The moisture, peroxide, and Hardness content of the optimized and control cakes during storage shows in Table 5. It is evident the moisture contents of the control and optimized cake as 18.56 and 21.30% at first day of storage, respectively. At seventh day of storage, the control cake had significantly lower moisture content than the optimized cake. At fourteenth day, the moisture content of the optimized cake was also non-significantly higher than the control cake. The results of statistical analysis indicated the high ability of TGE to forma protein network to retain the moisture in the structure of the prepared cakes.

Table 5.

Changes of the properties of control and Optimized gluten-free cake during storage

Cake	Control			Optimized
	1	7	14	1	7	14
Peroxide-value (m Eq Kg−1)	1.52 ± 0.10Ba	3.44 ± 0.51Aa	3.80 ± 0.36Aa	1.02 ± 0.04Cb	2.73 ± 0.22Bb	3.09 ± 0.07Aa
Hardness (N)	1.80 ± 0.44Aa	1.19 ± 0.07Ba	1.44 ± 0.13Ab	0.84 ± 0.22Ba	2.55 ± 0.46Aa	2.66 ± 0.13ABa
Moisture (%)	18.56 ± 0.54Ab	16.00 ± 0.58Bb	12.63 ± 0.12Ca	21.30 ± 0.41Aa	17.78 ± 0.1Ba	12.78 ± 0.02Ca

Different capital letters in each row indicate a significant difference at the level of 5% during storage of each sample

Different small letters in each row indicate a significant difference at 5% level between control and the optimal sample on one day

The hardness of the optimized gluten-free cake increased over storage time (Table 5). The hardness of the control cake raised from an initial level of 1.19–1.80 g at 7th day, but declined and reached to the level of 1.44 at 14th days of storage. On the contrary, the fresh optimized cake had slightly lower hardness than the control cake at the beginning, while during storage period and at the end of storage, its value increased to the maximum level (2.66 N), which was significantly higher than control ones.

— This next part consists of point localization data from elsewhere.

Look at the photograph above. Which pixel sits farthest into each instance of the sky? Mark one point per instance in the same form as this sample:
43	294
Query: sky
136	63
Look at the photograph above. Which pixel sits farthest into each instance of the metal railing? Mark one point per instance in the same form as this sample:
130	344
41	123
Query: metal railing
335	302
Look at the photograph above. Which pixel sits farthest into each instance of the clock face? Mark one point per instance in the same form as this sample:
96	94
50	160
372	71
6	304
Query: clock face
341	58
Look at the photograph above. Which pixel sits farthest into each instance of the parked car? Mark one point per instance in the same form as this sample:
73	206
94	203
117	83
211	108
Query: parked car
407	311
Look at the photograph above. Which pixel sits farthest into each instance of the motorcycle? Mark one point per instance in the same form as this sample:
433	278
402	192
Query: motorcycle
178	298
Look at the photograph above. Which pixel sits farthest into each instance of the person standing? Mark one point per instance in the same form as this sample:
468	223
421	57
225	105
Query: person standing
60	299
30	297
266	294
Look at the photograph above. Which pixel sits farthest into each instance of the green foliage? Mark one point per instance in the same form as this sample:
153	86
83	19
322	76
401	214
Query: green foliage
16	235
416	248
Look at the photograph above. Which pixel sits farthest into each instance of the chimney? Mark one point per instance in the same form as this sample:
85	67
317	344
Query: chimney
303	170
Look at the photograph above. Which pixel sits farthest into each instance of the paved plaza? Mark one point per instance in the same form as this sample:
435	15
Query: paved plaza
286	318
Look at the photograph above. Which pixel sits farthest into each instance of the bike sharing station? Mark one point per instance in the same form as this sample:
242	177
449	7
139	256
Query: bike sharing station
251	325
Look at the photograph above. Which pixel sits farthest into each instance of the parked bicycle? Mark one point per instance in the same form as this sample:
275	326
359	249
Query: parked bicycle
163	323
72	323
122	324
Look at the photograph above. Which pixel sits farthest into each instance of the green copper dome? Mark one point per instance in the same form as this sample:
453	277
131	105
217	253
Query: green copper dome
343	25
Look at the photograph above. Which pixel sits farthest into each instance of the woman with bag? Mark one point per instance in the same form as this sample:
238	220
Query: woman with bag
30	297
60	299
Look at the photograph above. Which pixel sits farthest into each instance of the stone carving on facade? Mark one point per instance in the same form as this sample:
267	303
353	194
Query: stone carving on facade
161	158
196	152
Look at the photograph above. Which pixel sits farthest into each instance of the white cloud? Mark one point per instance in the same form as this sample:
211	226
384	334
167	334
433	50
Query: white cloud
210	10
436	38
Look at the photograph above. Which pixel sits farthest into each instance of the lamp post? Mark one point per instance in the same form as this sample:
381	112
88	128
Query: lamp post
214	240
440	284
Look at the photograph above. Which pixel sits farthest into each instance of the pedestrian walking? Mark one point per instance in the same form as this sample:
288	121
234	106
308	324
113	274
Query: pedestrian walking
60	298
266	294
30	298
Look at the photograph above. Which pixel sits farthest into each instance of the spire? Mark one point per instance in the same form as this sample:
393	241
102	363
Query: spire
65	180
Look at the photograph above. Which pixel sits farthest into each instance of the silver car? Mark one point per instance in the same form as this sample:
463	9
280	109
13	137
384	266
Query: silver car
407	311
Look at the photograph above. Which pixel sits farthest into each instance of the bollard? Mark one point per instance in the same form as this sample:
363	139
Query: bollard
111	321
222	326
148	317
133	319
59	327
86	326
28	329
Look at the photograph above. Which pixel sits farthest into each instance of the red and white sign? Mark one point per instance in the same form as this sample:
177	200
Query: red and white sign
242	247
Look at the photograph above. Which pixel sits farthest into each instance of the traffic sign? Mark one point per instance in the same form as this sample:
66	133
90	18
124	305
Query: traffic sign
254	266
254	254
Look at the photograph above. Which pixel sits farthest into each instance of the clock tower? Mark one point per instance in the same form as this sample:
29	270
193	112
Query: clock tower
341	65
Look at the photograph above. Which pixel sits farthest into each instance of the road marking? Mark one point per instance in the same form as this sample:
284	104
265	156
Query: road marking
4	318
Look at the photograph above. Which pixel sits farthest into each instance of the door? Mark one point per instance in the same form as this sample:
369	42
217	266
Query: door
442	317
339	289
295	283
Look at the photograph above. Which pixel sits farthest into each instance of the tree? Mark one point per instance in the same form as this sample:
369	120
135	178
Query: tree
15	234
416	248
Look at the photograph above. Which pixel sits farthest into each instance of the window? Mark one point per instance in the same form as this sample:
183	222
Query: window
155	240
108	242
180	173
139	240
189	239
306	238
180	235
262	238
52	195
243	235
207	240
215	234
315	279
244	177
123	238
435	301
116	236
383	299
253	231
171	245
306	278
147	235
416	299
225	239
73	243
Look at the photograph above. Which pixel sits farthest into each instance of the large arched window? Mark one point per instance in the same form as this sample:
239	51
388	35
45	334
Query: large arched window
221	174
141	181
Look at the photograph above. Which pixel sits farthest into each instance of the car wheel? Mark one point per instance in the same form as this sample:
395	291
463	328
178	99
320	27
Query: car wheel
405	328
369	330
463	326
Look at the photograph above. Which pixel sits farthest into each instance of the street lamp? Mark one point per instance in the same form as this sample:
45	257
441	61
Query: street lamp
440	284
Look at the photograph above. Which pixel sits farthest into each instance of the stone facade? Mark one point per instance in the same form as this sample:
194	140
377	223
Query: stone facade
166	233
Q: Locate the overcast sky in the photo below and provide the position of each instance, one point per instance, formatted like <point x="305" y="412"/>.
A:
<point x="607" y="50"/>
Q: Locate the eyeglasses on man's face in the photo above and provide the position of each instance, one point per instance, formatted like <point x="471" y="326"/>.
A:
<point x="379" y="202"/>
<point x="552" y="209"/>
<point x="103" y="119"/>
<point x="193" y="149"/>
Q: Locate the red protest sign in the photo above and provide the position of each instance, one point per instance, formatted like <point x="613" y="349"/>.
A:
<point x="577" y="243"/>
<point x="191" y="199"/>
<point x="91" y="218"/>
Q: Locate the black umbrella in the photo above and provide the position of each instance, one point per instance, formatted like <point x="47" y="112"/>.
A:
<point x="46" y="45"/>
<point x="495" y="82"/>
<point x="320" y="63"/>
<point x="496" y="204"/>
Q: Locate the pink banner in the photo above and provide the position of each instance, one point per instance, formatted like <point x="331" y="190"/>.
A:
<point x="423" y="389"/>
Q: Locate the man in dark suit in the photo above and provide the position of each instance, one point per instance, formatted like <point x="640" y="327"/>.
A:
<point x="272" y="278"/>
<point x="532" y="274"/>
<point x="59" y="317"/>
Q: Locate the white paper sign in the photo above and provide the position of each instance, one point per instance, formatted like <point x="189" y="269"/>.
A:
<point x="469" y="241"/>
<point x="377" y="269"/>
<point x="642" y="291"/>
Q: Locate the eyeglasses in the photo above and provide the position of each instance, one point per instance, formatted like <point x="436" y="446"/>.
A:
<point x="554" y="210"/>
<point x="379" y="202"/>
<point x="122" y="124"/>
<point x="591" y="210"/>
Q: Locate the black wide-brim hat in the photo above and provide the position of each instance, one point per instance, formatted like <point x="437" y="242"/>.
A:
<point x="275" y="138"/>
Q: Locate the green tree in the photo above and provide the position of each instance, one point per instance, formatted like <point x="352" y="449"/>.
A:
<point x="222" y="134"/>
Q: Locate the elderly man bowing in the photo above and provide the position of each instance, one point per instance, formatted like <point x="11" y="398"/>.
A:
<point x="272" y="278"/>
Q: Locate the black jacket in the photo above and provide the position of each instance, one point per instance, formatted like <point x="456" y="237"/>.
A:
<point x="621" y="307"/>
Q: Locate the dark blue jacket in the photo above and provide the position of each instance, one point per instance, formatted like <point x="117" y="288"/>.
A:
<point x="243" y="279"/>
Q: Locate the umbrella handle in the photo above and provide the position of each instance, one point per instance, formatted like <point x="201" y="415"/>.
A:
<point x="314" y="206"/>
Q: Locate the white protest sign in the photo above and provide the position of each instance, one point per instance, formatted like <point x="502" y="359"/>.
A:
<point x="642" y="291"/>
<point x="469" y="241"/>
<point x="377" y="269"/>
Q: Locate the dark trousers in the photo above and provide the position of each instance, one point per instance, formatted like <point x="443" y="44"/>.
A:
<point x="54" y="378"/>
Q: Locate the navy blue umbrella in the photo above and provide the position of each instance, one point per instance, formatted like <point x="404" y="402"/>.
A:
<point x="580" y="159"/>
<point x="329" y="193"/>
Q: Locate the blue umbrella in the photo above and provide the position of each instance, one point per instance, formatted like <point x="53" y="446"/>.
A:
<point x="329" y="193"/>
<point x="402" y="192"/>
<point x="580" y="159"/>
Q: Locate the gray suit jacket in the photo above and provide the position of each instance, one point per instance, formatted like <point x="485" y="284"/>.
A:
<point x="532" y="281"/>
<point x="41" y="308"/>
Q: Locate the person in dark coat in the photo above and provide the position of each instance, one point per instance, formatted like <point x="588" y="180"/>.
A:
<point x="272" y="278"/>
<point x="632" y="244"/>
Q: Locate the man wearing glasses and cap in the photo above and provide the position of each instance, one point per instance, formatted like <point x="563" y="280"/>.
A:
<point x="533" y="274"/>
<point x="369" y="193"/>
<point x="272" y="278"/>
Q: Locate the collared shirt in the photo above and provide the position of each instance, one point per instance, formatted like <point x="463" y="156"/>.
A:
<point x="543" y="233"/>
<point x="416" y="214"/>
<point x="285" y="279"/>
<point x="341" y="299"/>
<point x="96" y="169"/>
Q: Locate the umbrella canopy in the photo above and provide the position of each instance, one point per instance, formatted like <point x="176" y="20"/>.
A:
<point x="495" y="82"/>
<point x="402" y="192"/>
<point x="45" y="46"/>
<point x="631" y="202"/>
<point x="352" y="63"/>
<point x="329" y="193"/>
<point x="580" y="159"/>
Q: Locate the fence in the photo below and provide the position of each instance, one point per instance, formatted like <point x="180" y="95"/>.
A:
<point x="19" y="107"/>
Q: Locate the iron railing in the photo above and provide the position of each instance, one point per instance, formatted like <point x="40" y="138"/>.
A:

The peroxide values of the samples presented in Table 5, revealed the range of 10–20 m Eq Kg⁻¹. Since rancidity more than 20 m Eq Kg⁻¹is undesirable for consumers (Chahartagh et al. 2017), therefore food is acceptable in term of rancidity. The control and the gluten-free cakes did not show any significant difference in terms of peroxide value at first day of storage. However, the peroxide value of the gluten-free cakes was less than the control ones. The peroxide value of the samples was significantly different at seventh and fourteenth days of storage time and the gluten-free cake showed lower peroxide values than the control cake. Thus, this type of enrichment was suitable for control of rancidity during storage time.

Conclusion

The present study showed that the addition of PSP and TGE into gluten-free cake formulation had a positive effect on the porosity, fiber and ash contents and improved the textural and sensory properties. On the other hand, the independent variables decreased volume, specific volume, and L* value of the crust and crumb of the product. Finally, optimization process was performed and the best formulation containing 25.75% PSP and 0.97% TGE was obtained. The sensory evaluations indicated that the overall acceptability of the improved cakes was higher than the control ones. The enriched gluten-free and the control cakes during storage time showed significant and non-significant differences between control and the optimized cakes regarding the peroxide value and moisture content, respectively.